Performs clustering using the k-means algorithm found in H2O 3.30.0.1.

Description

This Operator performs clustering on the provided ExampleSet and produces a model. The model can be applied later or used for cluster visualization using the Cluster Model Visualizer Operator.

This Operator performs clustering using H2O's k-means algorithm. Clustering groups Examples together which are similar to each other. As no Label Attribute is necessary, Clustering can be used on unlabelled data and is an algorithm of unsupervised machine learning.

The k-means algorithm determines a set of k clusters and assigns each Example to exactly one cluster. The clusters consist of similar Examples. The similarity between Examples is based on the Euclidean distance between them.

A cluster in the k-means algorithm is determined by the position of the center in the n-dimensional space of the n Attributes of the ExampleSet. This position is called centroid. It can, but does not have to be the position of an Example of the ExampleSet.

The k-means algorithm starts with k points which are treated as the centroid of k potential clusters. These start points are determined by some heuristic:

  • Random initialization randomly samples the k-specified value of the Examples of the ExampleSet as cluster centers.
  • PlusPlus initialization chooses one initial center at random and weights the random selection of subsequent centers so that points furthest from the first center are more likely to be chosen.
  • Furthest initialization chooses one initial center at random and then chooses the next center to be the point furthest away in terms of Euclidean distance.

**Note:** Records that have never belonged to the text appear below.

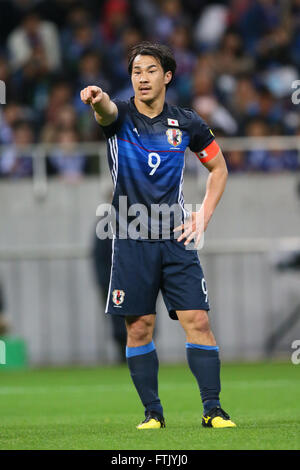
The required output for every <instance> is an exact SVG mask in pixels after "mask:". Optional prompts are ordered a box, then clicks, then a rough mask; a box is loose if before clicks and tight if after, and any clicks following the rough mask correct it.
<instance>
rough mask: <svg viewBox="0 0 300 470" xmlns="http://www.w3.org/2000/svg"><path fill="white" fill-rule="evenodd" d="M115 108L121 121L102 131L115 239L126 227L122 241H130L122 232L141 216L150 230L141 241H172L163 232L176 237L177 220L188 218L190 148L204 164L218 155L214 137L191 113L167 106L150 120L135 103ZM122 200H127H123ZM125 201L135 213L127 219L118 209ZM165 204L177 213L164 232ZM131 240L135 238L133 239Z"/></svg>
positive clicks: (190, 111) (121, 237)
mask: <svg viewBox="0 0 300 470" xmlns="http://www.w3.org/2000/svg"><path fill="white" fill-rule="evenodd" d="M115 103H116V105H117V108H118V116H117V119H116V121H114V122H113V123H112V124H111V125H109V126H102V129H103V131H104V134H105V136H106V139H107V147H108V161H109V167H110V171H111V175H112V179H113V184H114V196H113V202H112V205H113V207H114V209H115V211H116V214H117V227H116V228H115V230H116V236H117V237H118V236H120V235H119V230H120V227H122V230H123V232H122V234H123V235H122V236H120V238H127V236H124V227H126V228H128V226H129V225H130V223H131V222H132V221H133V220H134V219H136V217H137V215H138V216H139V222H140V224H141V225H142V226H143V227H145V226H146V227H147V236H145V231H144V232H143V234H144V235H141V236H139V237H138V239H165V238H170V237H169V236H165V233H170V235H171V238H172V233H173V232H172V230H173V228H174V226H176V224H177V225H178V220H179V223H181V222H182V221H183V219H184V216H185V211H184V198H183V172H184V153H185V150H186V148H187V147H189V148H190V149H191V150H192V151H193V152H195V153H196V155H197V156H198V157H199V159H200V160H201V161H202V162H205V161H208V160H209V159H210V158H213V157H214V156H215V155H216V154H217V151H218V147H217V144H216V143H215V141H214V136H213V134H212V132H211V130H210V129H209V127H208V126H207V124H206V123H205V122H204V121H203V120H202V119H201V118H200V117H199V115H198V114H197V113H196V112H195V111H193V110H191V109H184V108H180V107H178V106H173V105H169V104H168V103H165V104H164V108H163V111H162V112H161V113H160V114H159V115H158V116H156V117H154V118H150V117H148V116H145V115H143V114H141V113H139V112H138V110H137V108H136V106H135V104H134V98H131V99H130V100H129V101H127V102H124V101H115ZM208 150H211V151H208ZM120 196H123V198H122V199H120ZM124 197H125V198H124ZM126 197H127V199H126ZM121 200H122V204H123V203H124V204H125V201H126V203H127V208H128V209H129V208H131V209H129V213H128V215H127V218H126V220H125V219H124V216H121V213H122V214H123V213H124V212H122V211H121V207H120V201H121ZM164 204H165V205H167V206H168V207H171V206H172V207H174V208H175V210H174V213H173V212H172V213H171V216H170V219H169V221H167V222H166V227H164V221H163V220H161V219H160V218H159V217H160V215H159V212H160V208H161V207H162V205H164ZM141 205H142V209H140V206H141ZM143 208H144V209H143ZM122 209H123V206H122ZM176 211H177V212H176ZM178 215H179V219H178V217H177V216H178ZM156 216H157V217H158V219H157V217H156ZM154 220H155V224H154V226H153V221H154ZM167 225H169V227H167ZM164 228H167V230H166V231H165V230H164ZM168 229H169V230H168ZM129 238H133V237H131V236H130V234H129ZM135 238H136V237H135Z"/></svg>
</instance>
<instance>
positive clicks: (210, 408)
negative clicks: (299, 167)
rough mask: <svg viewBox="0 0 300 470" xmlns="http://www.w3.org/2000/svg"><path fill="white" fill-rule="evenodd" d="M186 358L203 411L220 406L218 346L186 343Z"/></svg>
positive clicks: (219, 371)
mask: <svg viewBox="0 0 300 470" xmlns="http://www.w3.org/2000/svg"><path fill="white" fill-rule="evenodd" d="M186 353H187V360H188V364H189V366H190V369H191V371H192V373H193V374H194V376H195V377H196V380H197V382H198V385H199V389H200V394H201V399H202V403H203V412H204V414H207V413H208V412H209V410H211V409H212V408H214V407H215V406H220V401H219V394H220V391H221V383H220V359H219V348H218V346H205V345H200V344H193V343H186Z"/></svg>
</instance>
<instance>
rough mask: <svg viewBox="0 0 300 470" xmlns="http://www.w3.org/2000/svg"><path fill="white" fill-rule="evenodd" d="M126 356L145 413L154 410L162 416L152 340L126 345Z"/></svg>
mask: <svg viewBox="0 0 300 470" xmlns="http://www.w3.org/2000/svg"><path fill="white" fill-rule="evenodd" d="M126 358H127V363H128V367H129V370H130V375H131V378H132V380H133V383H134V385H135V388H136V390H137V392H138V394H139V396H140V399H141V401H142V403H143V405H144V407H145V414H146V413H147V412H148V411H154V412H156V413H158V414H159V415H161V416H163V408H162V406H161V403H160V399H159V397H158V358H157V354H156V349H155V345H154V342H153V341H151V343H148V344H145V345H144V346H138V347H128V346H127V347H126Z"/></svg>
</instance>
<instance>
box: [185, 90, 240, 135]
mask: <svg viewBox="0 0 300 470" xmlns="http://www.w3.org/2000/svg"><path fill="white" fill-rule="evenodd" d="M192 105H193V108H194V110H195V111H196V112H197V113H198V114H199V116H201V117H202V118H203V119H204V120H205V121H206V122H207V124H208V125H209V126H210V127H211V128H213V129H215V128H219V129H222V130H223V132H224V133H225V135H226V134H227V135H234V134H236V131H237V123H236V121H235V120H234V118H233V117H232V116H231V114H230V113H229V111H227V109H225V108H224V107H223V106H221V105H220V104H219V103H218V101H217V99H216V98H215V97H214V96H203V97H198V98H196V99H195V100H194V101H193V103H192Z"/></svg>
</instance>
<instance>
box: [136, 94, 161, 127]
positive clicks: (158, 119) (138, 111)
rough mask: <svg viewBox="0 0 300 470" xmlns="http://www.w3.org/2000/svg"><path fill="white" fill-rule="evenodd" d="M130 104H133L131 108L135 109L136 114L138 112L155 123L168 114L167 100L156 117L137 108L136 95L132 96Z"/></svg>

All Examples are assigned to their nearest cluster (in terms of Euclidean distance). Next, the centroids of the clusters are recalculated by averaging over all Examples of one cluster. The previous steps are repeated for the new centroids until the centroids no longer move or max iterations is reached.

The procedure is repeated max iterations times with each time a different set of start points. The set of clusters is delivered which has the minimal sum of squared distances of all Examples to their corresponding centroids.

This Operator supports the automatic inference of k. The estimate k parameter specifies whether to estimate the number of clusters (<=maximum k) iteratively (independent of the seed) and deterministically (beginning with k=1,2,3...). If enabled, for each k that, the estimate will go up to max iterations. This option is disabled by default.

Standardization is highly recommended; if you do not use standardization, the results can include components that are dominated by variables that appear to have larger variances relative to other attributes as a matter of scale, rather than true contribution. This Operator can take care of standardization as well. This option is enabled by default.

Differentiation

k-Medoids

In case of the k-medoids algorithm the centroid of a cluster will always be one of the points in the cluster. This is the major difference between the k-means and k-medoids algorithm.